The downside of becoming ECB-eligible is that it’s a fantastically large amount of work. The ECB lays out its minimum coverage requirements here, and it’s rough.

Most of the smaller agencies on the ESMA longlist have some kind of specialist niche; trade credit, monolines, insurance, fund finance, factoring, local capital markets. To get from there to 10% of bank bonds, corporate bonds and covered bonds in the euro area is a massive job, requiring a huge investment in providing unsolicited ratings, for which the agency will receive no recompense (because the issuer didn’t ask them for it). So it’s a massive investment to get to this level. Per this FT story from 2020, Scope had -€14.3m EBITDA in 2018, presumably partly because it’s paying people to rate entities which don’t ask for ratings. I haven’t seen a more recent figure, Scope being a private company.

Also, despite this week’s news, it’s not quite all the way there — per the ECB, “the ABS ratings issued by Scope are at the current juncture not compliant with the Eurosystem eligibility requirements, which renders them ineligible for Eurosystem monetary policy purposes for the time being”.

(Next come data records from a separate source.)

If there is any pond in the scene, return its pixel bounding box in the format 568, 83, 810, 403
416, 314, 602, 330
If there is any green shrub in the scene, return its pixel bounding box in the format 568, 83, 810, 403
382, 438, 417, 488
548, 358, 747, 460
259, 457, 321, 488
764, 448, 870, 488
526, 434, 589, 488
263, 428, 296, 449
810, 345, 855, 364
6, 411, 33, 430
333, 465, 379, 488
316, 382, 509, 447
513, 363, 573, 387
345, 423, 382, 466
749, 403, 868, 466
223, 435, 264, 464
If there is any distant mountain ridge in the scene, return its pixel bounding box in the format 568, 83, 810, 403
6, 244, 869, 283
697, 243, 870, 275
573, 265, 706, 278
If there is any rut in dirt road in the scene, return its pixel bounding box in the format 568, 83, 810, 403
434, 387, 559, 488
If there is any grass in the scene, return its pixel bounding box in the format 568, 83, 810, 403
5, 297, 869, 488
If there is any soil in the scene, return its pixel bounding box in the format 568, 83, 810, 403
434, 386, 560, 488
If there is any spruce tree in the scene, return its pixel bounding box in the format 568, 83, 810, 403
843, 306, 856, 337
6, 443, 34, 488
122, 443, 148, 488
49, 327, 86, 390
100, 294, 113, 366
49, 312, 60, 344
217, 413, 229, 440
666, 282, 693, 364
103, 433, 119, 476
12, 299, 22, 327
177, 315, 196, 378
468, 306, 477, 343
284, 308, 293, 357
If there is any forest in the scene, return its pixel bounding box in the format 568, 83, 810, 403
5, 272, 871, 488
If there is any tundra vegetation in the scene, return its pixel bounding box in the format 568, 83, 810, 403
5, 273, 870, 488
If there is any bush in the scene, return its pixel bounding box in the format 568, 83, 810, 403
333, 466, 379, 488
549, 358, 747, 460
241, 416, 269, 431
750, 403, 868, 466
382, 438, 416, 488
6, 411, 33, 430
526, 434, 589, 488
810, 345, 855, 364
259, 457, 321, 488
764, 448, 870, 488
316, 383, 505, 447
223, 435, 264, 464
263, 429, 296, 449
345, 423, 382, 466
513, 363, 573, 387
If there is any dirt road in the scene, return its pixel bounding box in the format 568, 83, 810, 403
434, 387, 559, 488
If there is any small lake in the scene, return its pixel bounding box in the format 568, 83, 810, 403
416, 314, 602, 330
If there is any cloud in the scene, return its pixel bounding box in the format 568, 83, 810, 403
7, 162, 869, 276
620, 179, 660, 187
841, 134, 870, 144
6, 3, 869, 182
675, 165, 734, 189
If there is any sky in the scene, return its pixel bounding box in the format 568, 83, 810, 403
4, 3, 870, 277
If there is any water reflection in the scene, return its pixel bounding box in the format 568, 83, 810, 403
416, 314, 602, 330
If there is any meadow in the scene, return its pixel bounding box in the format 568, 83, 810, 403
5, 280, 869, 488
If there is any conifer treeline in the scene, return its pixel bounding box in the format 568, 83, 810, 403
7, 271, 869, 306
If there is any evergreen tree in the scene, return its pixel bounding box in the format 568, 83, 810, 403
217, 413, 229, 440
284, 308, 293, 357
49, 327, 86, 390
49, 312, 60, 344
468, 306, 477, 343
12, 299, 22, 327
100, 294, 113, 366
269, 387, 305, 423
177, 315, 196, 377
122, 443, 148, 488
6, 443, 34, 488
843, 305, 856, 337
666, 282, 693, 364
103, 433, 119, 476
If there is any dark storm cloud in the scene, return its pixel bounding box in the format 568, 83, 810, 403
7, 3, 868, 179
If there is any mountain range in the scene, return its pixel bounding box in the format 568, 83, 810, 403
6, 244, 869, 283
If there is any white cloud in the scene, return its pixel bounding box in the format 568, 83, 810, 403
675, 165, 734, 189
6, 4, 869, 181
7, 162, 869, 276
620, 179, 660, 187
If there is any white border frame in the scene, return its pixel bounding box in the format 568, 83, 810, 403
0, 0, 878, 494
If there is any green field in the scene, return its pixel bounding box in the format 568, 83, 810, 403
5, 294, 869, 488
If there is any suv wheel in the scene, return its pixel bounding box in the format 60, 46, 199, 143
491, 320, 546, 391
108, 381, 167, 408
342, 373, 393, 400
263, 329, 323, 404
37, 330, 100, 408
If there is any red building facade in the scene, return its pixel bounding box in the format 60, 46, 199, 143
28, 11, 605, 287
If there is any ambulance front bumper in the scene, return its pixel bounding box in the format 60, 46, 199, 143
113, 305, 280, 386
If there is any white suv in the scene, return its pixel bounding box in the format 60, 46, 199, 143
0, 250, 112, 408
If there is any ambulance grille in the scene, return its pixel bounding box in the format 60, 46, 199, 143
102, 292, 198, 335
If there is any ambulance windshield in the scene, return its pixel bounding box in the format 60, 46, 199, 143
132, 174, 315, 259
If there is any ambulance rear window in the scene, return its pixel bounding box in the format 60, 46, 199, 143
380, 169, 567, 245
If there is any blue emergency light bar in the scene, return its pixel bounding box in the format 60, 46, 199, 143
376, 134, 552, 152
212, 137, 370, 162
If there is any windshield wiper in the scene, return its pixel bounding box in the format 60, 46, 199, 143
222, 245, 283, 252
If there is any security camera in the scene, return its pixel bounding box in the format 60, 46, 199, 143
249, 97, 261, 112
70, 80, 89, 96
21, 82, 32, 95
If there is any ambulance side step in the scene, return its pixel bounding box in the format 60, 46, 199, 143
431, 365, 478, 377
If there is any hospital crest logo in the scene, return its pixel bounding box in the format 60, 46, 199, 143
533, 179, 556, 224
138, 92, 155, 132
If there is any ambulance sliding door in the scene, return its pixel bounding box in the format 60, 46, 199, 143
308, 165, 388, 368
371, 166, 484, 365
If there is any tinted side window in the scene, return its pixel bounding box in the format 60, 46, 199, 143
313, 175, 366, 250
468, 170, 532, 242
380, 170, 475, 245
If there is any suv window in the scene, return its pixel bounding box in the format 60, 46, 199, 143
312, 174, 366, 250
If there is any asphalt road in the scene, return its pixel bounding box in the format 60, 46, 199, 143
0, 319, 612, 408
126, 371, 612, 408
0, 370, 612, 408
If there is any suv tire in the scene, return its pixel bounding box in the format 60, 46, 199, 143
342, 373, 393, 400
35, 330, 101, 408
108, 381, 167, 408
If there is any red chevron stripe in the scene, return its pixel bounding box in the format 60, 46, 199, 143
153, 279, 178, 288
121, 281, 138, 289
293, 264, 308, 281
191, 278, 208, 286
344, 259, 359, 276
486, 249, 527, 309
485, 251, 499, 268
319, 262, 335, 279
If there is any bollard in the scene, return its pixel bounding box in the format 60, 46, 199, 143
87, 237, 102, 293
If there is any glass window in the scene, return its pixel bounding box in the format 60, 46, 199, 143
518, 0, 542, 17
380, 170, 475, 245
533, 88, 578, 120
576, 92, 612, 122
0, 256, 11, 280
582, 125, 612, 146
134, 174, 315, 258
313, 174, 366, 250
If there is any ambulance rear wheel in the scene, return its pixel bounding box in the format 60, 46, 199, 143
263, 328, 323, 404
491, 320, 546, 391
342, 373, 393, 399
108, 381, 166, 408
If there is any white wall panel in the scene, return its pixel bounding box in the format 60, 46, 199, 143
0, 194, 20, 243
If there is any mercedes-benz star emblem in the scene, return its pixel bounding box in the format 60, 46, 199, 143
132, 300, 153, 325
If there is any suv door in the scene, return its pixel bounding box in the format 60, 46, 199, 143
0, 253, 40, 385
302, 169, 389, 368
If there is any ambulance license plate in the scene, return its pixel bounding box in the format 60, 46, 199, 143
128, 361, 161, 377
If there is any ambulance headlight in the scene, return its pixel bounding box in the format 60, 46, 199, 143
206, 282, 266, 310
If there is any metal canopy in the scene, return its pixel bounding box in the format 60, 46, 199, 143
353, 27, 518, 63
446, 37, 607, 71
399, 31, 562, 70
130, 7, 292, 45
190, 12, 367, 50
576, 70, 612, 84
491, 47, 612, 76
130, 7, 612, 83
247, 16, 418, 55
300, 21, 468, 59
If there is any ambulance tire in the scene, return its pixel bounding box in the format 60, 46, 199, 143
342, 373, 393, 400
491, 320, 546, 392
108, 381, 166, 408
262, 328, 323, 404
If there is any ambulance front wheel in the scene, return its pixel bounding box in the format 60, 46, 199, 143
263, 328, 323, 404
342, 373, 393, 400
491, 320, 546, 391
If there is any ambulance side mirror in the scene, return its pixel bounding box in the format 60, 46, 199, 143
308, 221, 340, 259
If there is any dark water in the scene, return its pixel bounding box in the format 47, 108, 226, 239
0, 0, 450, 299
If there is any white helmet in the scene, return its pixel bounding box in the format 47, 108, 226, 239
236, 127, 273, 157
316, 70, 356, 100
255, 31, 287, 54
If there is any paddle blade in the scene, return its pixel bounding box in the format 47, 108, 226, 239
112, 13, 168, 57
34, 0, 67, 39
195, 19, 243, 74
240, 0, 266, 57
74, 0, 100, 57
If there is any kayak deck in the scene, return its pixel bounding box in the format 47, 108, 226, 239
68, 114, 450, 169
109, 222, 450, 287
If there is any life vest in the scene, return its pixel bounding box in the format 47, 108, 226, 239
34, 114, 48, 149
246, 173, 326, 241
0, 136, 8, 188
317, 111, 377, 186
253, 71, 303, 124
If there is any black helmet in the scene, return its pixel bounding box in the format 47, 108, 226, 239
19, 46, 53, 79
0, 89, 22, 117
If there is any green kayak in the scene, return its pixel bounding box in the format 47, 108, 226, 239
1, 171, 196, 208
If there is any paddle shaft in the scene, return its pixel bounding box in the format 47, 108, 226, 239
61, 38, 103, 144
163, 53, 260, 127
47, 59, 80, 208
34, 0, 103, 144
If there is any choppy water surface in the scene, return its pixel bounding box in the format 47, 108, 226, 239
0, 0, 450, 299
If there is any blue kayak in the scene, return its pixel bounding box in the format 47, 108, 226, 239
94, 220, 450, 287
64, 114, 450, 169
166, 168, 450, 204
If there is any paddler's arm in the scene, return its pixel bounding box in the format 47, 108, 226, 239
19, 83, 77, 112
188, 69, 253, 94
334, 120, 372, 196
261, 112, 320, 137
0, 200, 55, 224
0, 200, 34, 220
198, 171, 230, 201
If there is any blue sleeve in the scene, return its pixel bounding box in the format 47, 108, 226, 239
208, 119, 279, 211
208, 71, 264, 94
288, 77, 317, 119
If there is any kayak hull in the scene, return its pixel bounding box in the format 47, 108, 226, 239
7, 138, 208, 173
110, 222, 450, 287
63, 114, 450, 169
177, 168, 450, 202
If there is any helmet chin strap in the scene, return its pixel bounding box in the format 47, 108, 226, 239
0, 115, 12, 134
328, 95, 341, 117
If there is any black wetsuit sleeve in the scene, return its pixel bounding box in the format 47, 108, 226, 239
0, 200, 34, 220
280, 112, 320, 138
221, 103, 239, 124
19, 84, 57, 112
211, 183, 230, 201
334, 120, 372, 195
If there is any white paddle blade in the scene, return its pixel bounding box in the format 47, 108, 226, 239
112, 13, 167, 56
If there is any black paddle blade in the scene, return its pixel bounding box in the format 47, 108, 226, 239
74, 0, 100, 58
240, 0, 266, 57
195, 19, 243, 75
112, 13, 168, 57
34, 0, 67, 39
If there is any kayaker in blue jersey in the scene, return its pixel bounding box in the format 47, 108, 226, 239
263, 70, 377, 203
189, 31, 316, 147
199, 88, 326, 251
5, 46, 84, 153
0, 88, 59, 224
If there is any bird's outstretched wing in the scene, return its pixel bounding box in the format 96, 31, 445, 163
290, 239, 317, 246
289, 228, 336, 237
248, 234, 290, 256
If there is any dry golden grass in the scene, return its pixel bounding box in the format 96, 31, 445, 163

It does, however, have some friends in high places; the “Scope Foundation”, which “guarantees the rating agency’s independence, its entrepreneurial spirit and the long-term preservation of its European identity” reads like a list of central banking luminaries. Jean-Claude Trichet, Pier Carlo Padoan, Lorenzo Bini Smaghi, Yves Mersch, and most recently Basel Committee chair Stefan Invges are all involved.

It’s clearly a big step, but it comes at an inopportune time — with the demise of the asset purchase programmes and extraordinary liquidity facilities, the boom times in ECB-targeted retained issuance are surely coming to an end. For an agency yet to achieve full investor acceptance but with a central bank stamp of approval, new retained collateral assets are the sweet spot. Scope has another journey ahead now to convince the private market to accept it.